Tuesday, July 14, 2015

ICML 2015 Review

This year's location was truly superlative: the charming northern French city of Lille, where the locals apparently subsist on cheese, fries, and beer without gaining weight. A plethora of vendors and recruiters were in attendance, handing out sweet swag to starving grad students. Honestly it's hard to feel bad for ML grad students nowadays: getting a PhD in English indicates true selfless love of knowledge, while being a machine learning grad student is more like being a college basketball player.

The conference was not lacking for entertainment: in case you haven't been paying attention, the enormous success of deep learning has generated some controversy about inventorship. Between Stigler's Law of Eponymy and Sayre's Law, this is of course not surprising, but when they announced the deep learning panel would have some of the contesting luminaries together on stage, everybody prepped the popcorn. I hope they videotaped it because it did not disappoint.

As far as trends: first, “deep” is eating everything, e.g., Deep Exponential Families. However, you knew that already. Second, reinforcement learning is heating up, leveraging advances in deep learning and GPU architecture along with improved optimization strategies. Third, as Leon Bottou's excellent keynote suggested, the technological deficiencies of machine learning are becoming increasingly important as the core science advances: specifically, productivity of humans in creating machine learning models needs to advance, and the integration of machine learning with large software systems needs to be made less fragile.

Furthermore, the increasing importance of non-convex objective functions is creating some “anti”-trends. First, distributed optimization is becoming less popular, as a box with 4 GPUs and 1TB of RAM is a pretty productive environment (especially for non-convex problems). Considering I work in the Cloud and Information Services Lab, you can draw your own conclusions about the viability of my career. Second, there were many optimization papers on primal-dual algorithms, which although very cool, appear potentially less impactful than primal-only algorithms, as the latter have a better chance of working on non-convex problems.

Here's a list of papers I plan to read closely. Since I was very jet-lagged this is by no means an exhaustive list of cool papers at the conference, so check out the complete list.

  1. Unsupervised Domain Adaptation by Backpropagation. The classical technique considers the representation to be fixed and reweights the data to simulate a data set drawn from the target domain. The deep way is to change the representation so that source and target domain are indistinguishable. Neat!
  2. Modeling Order in Neural Word Embeddings at Scale. Turns out word2vec was underfitting the data, and adding in relative position improves the embedding. Pushing on bias makes sense in hindsight: the original dream of unsupervised pre-training was that model complexity would not be an issue because the data would be unlimited. Surprisingly the pre-training revolution is happening in text, not vision. (Analogously, Marx expected the proletarian revolution would occur in Germany, not Russia.)
  3. Counterfactual Risk Minimization: Learning from Logged Bandit Feedback. Offline policy evaluation involves importance weighting, which can introduce variance; empirical Bernstein tells us how to penalize variance during learning. Peanut butter and jelly! Why didn't I think of that … Trivia tidbit: this paper was the only entry in the Causality track not co-authored by Bernhard Schölkopf.
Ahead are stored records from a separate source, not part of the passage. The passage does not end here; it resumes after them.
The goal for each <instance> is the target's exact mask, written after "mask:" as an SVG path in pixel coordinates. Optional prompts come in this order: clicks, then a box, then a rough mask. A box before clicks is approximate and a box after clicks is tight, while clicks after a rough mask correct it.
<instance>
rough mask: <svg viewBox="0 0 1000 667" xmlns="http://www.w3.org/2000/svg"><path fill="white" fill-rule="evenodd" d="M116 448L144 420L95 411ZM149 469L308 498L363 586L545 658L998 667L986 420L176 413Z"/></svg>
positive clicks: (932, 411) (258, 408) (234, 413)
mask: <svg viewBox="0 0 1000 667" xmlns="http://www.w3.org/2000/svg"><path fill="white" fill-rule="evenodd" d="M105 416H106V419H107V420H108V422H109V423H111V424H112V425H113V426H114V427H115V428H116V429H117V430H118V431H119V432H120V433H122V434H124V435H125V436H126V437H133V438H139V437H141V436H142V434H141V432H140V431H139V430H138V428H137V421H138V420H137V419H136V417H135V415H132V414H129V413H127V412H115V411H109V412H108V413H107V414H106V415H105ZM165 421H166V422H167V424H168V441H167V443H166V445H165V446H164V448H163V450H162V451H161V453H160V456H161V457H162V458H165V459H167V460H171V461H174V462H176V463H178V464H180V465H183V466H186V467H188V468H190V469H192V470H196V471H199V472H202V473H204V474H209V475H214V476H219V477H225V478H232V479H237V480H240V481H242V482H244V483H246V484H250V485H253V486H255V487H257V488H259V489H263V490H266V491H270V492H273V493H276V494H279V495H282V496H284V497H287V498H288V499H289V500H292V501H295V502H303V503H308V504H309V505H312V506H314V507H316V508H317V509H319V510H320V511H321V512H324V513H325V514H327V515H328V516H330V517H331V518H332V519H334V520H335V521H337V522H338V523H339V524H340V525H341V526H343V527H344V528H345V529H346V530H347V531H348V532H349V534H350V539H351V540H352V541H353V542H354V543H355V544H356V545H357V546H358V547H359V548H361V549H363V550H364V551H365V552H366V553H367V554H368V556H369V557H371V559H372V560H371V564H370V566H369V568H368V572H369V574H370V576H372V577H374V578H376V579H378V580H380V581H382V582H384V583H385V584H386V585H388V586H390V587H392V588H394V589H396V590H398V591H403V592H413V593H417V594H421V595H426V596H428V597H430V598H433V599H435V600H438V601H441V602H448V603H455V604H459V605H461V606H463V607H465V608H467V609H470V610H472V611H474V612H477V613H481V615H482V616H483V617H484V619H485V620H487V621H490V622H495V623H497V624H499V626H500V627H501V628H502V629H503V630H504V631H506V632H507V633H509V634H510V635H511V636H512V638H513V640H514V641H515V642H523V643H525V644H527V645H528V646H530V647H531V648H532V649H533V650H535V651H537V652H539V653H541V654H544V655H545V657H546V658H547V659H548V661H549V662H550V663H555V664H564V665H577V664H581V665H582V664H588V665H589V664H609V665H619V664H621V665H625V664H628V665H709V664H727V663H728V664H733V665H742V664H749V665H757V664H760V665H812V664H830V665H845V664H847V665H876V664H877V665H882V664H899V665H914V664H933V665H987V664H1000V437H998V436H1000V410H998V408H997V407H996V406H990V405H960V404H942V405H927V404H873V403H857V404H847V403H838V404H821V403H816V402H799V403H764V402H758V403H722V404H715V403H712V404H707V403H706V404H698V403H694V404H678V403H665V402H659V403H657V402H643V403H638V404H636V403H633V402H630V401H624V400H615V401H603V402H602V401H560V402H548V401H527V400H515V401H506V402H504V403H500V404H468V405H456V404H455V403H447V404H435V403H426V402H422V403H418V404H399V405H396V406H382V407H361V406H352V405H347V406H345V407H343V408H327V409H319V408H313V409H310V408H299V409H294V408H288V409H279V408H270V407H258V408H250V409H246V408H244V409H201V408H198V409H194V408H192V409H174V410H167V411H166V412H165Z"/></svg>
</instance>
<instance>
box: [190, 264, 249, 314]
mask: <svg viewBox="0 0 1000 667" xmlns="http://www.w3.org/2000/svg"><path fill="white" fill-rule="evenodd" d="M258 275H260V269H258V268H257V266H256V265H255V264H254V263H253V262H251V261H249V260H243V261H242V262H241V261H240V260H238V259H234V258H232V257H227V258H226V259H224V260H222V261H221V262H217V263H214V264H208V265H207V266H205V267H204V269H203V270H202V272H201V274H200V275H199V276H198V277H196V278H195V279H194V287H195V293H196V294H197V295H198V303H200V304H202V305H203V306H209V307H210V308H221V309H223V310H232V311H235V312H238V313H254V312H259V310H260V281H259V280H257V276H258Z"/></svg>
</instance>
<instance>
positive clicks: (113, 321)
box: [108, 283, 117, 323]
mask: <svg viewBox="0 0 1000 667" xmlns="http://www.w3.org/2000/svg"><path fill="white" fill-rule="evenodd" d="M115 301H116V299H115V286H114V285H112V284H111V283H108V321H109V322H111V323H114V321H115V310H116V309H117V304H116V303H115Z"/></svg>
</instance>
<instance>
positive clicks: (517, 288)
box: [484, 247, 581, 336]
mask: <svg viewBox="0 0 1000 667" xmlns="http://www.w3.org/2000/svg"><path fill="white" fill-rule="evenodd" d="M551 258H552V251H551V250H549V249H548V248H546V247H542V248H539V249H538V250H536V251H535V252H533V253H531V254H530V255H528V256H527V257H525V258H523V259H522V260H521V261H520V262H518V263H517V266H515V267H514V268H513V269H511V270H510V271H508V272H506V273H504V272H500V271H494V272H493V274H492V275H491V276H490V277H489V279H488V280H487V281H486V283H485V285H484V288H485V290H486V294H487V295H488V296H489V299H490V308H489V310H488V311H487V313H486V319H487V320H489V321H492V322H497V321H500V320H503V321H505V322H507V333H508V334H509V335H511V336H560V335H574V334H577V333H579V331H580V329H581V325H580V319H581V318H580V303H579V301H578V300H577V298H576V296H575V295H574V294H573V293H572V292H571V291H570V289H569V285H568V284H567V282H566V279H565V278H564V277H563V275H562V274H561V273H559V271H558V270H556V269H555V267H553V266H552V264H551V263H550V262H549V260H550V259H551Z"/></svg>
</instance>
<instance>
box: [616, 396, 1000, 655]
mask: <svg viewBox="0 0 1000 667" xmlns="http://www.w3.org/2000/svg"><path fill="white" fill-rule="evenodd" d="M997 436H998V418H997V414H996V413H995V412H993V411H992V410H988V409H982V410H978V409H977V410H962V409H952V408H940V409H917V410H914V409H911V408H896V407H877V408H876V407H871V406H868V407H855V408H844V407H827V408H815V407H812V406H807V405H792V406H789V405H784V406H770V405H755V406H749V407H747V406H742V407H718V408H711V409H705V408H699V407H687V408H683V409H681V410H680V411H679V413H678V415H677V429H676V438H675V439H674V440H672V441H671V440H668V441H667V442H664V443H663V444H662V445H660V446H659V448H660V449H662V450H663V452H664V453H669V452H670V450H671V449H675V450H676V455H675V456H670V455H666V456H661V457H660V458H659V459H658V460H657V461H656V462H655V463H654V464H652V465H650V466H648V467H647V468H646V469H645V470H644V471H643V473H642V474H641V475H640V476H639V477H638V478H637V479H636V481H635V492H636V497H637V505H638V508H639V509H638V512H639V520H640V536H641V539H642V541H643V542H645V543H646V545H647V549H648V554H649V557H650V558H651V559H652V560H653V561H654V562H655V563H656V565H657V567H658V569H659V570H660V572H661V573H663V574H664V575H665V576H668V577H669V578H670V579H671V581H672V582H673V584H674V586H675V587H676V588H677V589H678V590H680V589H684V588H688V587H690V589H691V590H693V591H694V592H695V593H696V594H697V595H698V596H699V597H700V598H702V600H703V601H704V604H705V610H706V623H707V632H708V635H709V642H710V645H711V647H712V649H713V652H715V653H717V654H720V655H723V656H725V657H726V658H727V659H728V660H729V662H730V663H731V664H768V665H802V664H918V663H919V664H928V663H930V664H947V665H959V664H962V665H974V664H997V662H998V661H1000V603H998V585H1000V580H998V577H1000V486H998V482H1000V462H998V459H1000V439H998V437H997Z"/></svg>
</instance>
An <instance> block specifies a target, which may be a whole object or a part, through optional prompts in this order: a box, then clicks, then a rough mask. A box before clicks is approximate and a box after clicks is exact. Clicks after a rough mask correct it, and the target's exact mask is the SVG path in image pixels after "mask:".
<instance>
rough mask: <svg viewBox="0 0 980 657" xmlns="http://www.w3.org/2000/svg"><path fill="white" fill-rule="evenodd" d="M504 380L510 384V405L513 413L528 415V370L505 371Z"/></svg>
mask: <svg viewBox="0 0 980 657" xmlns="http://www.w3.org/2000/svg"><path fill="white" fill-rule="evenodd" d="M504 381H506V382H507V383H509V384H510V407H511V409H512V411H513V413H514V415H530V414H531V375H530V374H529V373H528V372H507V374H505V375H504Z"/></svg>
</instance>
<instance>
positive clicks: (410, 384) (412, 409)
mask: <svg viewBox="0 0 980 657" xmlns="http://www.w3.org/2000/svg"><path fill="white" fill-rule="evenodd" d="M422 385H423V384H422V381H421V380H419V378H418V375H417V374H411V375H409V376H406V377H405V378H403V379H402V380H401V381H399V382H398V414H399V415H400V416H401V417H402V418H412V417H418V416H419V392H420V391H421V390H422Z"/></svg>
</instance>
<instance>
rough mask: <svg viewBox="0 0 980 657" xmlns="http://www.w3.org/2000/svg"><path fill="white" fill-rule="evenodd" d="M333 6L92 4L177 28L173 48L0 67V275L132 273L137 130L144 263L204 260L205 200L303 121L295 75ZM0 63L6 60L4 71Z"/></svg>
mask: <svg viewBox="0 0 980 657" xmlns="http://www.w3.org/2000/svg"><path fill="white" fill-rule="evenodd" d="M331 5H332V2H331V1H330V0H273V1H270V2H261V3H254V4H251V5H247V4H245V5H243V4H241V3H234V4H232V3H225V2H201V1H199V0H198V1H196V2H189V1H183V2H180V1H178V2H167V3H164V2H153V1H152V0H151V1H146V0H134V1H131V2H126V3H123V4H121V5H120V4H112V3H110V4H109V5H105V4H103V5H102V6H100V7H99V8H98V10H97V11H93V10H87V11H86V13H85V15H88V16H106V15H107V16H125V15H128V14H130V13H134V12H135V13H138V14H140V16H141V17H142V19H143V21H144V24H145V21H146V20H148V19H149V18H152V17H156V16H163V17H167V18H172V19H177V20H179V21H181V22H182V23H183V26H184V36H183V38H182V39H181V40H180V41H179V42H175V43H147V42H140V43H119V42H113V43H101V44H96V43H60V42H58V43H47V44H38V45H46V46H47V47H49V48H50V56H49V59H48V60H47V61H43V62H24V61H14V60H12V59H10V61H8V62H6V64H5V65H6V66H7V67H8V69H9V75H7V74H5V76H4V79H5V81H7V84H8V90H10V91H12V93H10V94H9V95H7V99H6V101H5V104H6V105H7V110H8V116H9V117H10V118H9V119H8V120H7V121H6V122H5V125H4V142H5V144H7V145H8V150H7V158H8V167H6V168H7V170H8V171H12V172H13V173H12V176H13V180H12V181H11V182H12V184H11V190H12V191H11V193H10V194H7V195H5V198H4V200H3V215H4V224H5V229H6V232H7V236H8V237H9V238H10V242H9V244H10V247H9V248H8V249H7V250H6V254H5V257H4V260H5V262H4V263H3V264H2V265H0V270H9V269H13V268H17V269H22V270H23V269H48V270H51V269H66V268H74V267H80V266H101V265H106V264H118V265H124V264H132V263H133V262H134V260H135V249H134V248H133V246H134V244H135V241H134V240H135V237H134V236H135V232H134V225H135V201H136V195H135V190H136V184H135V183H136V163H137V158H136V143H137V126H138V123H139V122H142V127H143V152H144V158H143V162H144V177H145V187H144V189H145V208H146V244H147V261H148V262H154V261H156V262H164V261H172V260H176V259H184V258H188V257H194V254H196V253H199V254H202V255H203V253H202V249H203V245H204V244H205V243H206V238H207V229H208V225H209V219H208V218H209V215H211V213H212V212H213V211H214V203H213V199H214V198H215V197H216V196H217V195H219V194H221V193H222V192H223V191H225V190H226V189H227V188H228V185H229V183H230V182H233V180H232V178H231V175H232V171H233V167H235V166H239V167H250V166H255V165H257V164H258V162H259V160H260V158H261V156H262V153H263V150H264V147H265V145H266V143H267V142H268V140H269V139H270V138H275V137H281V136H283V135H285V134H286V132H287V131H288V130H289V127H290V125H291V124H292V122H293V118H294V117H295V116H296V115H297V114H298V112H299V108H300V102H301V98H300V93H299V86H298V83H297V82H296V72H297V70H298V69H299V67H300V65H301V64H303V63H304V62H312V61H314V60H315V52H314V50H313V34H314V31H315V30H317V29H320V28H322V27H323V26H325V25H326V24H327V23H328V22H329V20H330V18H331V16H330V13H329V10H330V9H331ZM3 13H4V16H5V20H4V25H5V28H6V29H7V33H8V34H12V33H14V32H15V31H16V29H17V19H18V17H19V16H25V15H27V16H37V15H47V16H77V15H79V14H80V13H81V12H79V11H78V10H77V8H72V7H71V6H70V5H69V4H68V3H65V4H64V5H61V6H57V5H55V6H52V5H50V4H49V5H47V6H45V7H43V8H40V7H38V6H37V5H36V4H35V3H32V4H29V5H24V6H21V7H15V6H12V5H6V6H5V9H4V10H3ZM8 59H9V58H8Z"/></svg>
Ok, that's a short list, but honestly I'd read most of the papers of interest to me already when they appeared on arxiv months ago, so those were the ones I hadn't already noticed.


  1. Thank-you for the review which is appreciated. As deep-everything becomes pervasive, my sense is that more resources (hopefully) will be focused on reducing training time (scale). Whether performed internally or on public clouds, training times that can easily range in the weeks is not going to cut it in the real-world.

    1. As a model builder, training times are painful. But, inference (evaluation) times are currently more painful in practice. Neural networks may be difficult to optimize, but the resulting function can be fairly compact and cheap to evaluate compared to alternatives with similar statistical performance.

      Slow training times limit model building experimental turn-around, but experiment-level parallelism helps practitioners at "the majors".